Tuesday, 20 December 2022 7 a.m. — 8 a.m. MST

AURA Lecture Hall

NOIRLab South Colloquia
Eric J. Christensen (The University of Arizona Lunar and Planetary Laboratory)

The Catalina Sky Survey (CSS) has been funded by NASA for over two decades to detect and track Near-Earth Objects (NEOs): asteroids and comets that come to perihelion closer than 1.3 AU. Over 30,500 NEOs have been cataloged, with CSS discovering nearly half of these. The current focus of CSS is to continue the search for larger asteroids deemed a priority by NASA, while also maintaining sensitivity to small, very nearby NEOs. This dual focus has led to discoveries such as 2020 CD3, a temporarily bound “mini-moon”, and small imminent Earth impactors, such as the recent discovery of 2022 WJ1 which impacted over Ontario, Canada only about 4 hours after it was first detected by CSS. Follow-up is an integral part of NEO discovery and to ensure the orbits of NEOs are well-known enough to predict future impacts, and to enable targeted characterization observations of interesting NEOs.

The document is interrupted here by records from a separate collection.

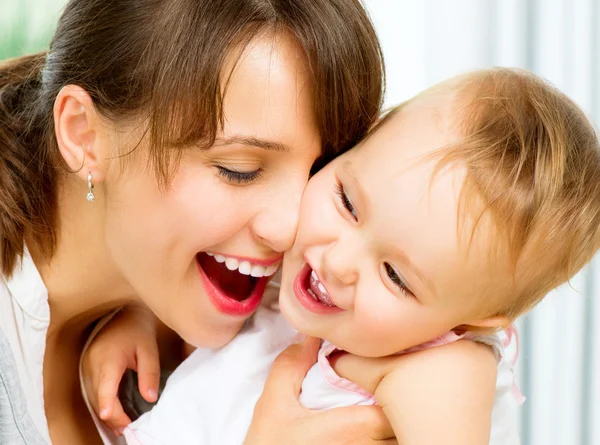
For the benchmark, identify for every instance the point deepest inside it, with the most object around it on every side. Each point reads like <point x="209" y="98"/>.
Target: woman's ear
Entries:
<point x="76" y="124"/>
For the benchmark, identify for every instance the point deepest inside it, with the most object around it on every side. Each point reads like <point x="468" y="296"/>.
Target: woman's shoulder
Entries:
<point x="24" y="320"/>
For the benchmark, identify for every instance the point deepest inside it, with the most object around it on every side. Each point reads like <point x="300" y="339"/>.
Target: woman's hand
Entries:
<point x="280" y="418"/>
<point x="128" y="341"/>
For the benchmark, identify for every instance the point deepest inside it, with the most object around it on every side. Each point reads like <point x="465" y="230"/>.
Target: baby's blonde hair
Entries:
<point x="533" y="169"/>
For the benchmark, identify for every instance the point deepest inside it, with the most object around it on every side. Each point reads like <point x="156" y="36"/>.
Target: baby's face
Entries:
<point x="378" y="265"/>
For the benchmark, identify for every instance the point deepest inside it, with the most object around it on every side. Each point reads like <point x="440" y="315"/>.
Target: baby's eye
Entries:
<point x="345" y="200"/>
<point x="393" y="275"/>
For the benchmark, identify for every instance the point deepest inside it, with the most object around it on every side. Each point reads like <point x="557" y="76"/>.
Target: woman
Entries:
<point x="152" y="135"/>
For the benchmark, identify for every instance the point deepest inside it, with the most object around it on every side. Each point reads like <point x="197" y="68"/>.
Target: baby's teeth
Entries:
<point x="232" y="263"/>
<point x="245" y="268"/>
<point x="321" y="288"/>
<point x="258" y="271"/>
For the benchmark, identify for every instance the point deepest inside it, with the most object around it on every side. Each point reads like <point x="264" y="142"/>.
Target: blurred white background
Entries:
<point x="425" y="41"/>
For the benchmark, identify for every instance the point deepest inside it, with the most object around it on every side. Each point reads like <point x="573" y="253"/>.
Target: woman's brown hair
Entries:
<point x="161" y="60"/>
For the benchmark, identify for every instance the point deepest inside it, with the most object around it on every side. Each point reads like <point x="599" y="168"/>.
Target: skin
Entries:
<point x="346" y="245"/>
<point x="137" y="243"/>
<point x="387" y="250"/>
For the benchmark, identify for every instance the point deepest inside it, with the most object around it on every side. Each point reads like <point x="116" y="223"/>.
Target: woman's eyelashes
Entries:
<point x="238" y="177"/>
<point x="345" y="200"/>
<point x="393" y="275"/>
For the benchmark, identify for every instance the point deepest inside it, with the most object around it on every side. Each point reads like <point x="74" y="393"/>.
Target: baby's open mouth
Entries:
<point x="234" y="278"/>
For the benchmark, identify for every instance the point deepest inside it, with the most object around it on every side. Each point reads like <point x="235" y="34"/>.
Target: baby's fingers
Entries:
<point x="109" y="408"/>
<point x="148" y="369"/>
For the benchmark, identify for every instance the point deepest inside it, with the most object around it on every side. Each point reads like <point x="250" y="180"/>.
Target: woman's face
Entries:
<point x="200" y="253"/>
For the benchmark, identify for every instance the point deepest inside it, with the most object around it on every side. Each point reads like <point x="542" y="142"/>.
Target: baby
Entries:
<point x="459" y="212"/>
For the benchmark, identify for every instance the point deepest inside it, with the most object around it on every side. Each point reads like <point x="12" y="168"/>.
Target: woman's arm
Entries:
<point x="439" y="395"/>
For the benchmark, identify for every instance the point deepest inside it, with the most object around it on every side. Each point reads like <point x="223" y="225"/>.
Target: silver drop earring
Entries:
<point x="90" y="196"/>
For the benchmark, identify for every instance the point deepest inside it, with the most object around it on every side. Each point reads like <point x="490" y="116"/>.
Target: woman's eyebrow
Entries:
<point x="254" y="142"/>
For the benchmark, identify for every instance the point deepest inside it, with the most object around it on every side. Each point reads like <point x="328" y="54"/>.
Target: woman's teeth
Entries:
<point x="245" y="267"/>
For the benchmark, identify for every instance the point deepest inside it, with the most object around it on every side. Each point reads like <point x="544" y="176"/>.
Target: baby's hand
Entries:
<point x="128" y="341"/>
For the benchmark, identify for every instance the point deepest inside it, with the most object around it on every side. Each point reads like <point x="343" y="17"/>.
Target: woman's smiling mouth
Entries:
<point x="235" y="285"/>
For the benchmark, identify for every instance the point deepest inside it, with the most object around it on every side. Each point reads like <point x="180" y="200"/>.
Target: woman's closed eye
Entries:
<point x="238" y="177"/>
<point x="345" y="200"/>
<point x="395" y="278"/>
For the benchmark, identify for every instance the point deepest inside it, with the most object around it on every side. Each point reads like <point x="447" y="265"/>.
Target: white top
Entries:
<point x="24" y="321"/>
<point x="210" y="397"/>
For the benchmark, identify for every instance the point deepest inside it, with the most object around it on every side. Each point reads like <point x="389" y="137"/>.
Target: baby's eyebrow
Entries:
<point x="253" y="142"/>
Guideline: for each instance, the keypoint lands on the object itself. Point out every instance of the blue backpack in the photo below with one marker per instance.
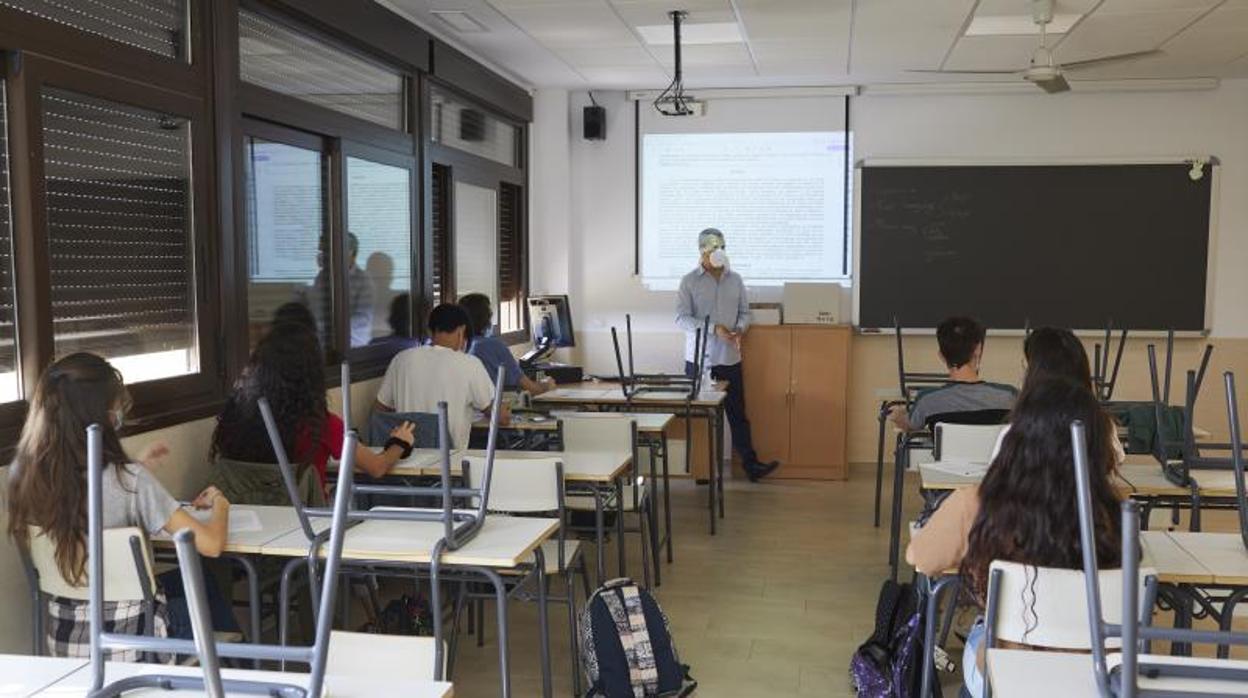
(625, 646)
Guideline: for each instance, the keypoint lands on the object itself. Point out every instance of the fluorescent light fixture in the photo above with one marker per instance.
(690, 34)
(461, 21)
(1017, 25)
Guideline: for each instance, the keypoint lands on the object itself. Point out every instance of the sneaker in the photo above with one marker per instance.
(759, 470)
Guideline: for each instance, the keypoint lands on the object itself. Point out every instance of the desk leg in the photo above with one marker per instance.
(622, 553)
(653, 513)
(248, 568)
(600, 535)
(899, 478)
(543, 622)
(719, 456)
(667, 497)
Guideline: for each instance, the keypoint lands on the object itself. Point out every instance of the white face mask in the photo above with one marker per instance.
(719, 259)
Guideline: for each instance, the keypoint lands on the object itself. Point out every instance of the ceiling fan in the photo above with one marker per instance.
(1043, 71)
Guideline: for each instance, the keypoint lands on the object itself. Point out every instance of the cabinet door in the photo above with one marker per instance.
(820, 377)
(765, 355)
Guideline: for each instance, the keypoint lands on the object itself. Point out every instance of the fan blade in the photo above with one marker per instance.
(1116, 58)
(966, 71)
(1055, 85)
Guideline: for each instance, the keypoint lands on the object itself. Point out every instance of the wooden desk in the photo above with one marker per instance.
(709, 405)
(23, 674)
(502, 543)
(362, 686)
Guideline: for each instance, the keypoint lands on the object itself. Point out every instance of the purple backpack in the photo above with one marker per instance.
(889, 663)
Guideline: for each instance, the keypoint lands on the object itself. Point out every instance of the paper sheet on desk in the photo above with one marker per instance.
(241, 521)
(960, 468)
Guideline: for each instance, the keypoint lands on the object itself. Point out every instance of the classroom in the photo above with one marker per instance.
(738, 349)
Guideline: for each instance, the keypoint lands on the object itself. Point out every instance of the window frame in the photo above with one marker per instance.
(482, 171)
(159, 402)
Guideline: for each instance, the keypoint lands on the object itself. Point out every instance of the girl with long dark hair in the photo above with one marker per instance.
(48, 491)
(1025, 508)
(287, 367)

CSS coordinates NEO survey and follow-up operations across multiple telescopes, ranging from full-time use of 0.7 – 1.5-m telescopes, to occasional competitive access to large telescopes including Gemini and the Large Binocular Telescope for the highest priority objects. To help with follow-up coordination and target selection, CSS developed and maintains a public NEO target broker called NEOfixer. NEOfixer creates telescope-specific lists of targets, ranking priority according to each object’s importance, along with the cost, benefit, and urgency of obtaining additional observations. NEOfixer is in widespread use in the NEO community, serving curated target lists to nearly 100 observatories.